Yeah they have a pre-miller on their edgebander, state of the art by the looks of it take a look http://www.wrightscarpentry.com


----------



## Allylearm (6 Oct 2011)

[/quote]

Yeah they have a pre-miller on their edgebander, state of the art by the looks of it take a look http://www.wrightscarpentry.com[/quote]

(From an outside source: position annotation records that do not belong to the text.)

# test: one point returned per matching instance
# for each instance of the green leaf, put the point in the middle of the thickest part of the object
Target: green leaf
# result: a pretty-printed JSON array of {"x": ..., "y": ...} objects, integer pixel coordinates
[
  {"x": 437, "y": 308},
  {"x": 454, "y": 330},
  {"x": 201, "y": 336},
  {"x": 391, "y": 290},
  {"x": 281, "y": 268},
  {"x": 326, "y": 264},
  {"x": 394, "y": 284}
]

The trick is glue application and how you trim, the buffers are a bit of a gimic to be honest. I am sure the one shown and rest in the -£35k region can edge up to 60mm. I was told recently the market is applying 2mm finished edge tape but the Europeans are going for 1mm now to save costs.


----------



## bosshogg (6 Oct 2011)

Sheesh, all this about sealing some MDF boards. First apply some pva glue alang the edges with yir finger min, then thin down some mare pva wee a dod 'o' watter and paint ower thae boards...sorted
Cheers...bosshogg  


> A true friend stabs you in the front. Oscar Wilde :|


----------



## Allylearm (6 Oct 2011)

So u do not trim it, u must have steady hands


----------



## imasinner (5 Nov 2011)

I just created a new post for the preparation tape that was mentioned above, we buy a white coloured one and edgeband it on directly ourselves.


----------



## studders (5 Nov 2011)

Hmmm tricky one.

Yes the link to the paintable edge banding is helpful, even though 'tis you selling it - which isn't made crystal clear.
How ever, it's a useful link but, I think you've made your point now, any further links to it would definitely be spamming in my view.


----------



## studders (5 Nov 2011)

bosshogg":30nyhhum said:


> Sheesh, all this about sealing some MDF boards. First apply some pva glue alang the edges with yir finger min, then thin down some mare pva wee a dod 'o' watter and paint ower thae boards...sorted
> Cheers...bosshogg
> 
> 
> > A true friend stabs you in the front. Oscar Wilde :|



That's OK if you're using Oil based paints I think, so far as I know, and as personal experience has shown, 'tis not a good idea if you're using water based ones, which, apparently, we will all have to before too long.


----------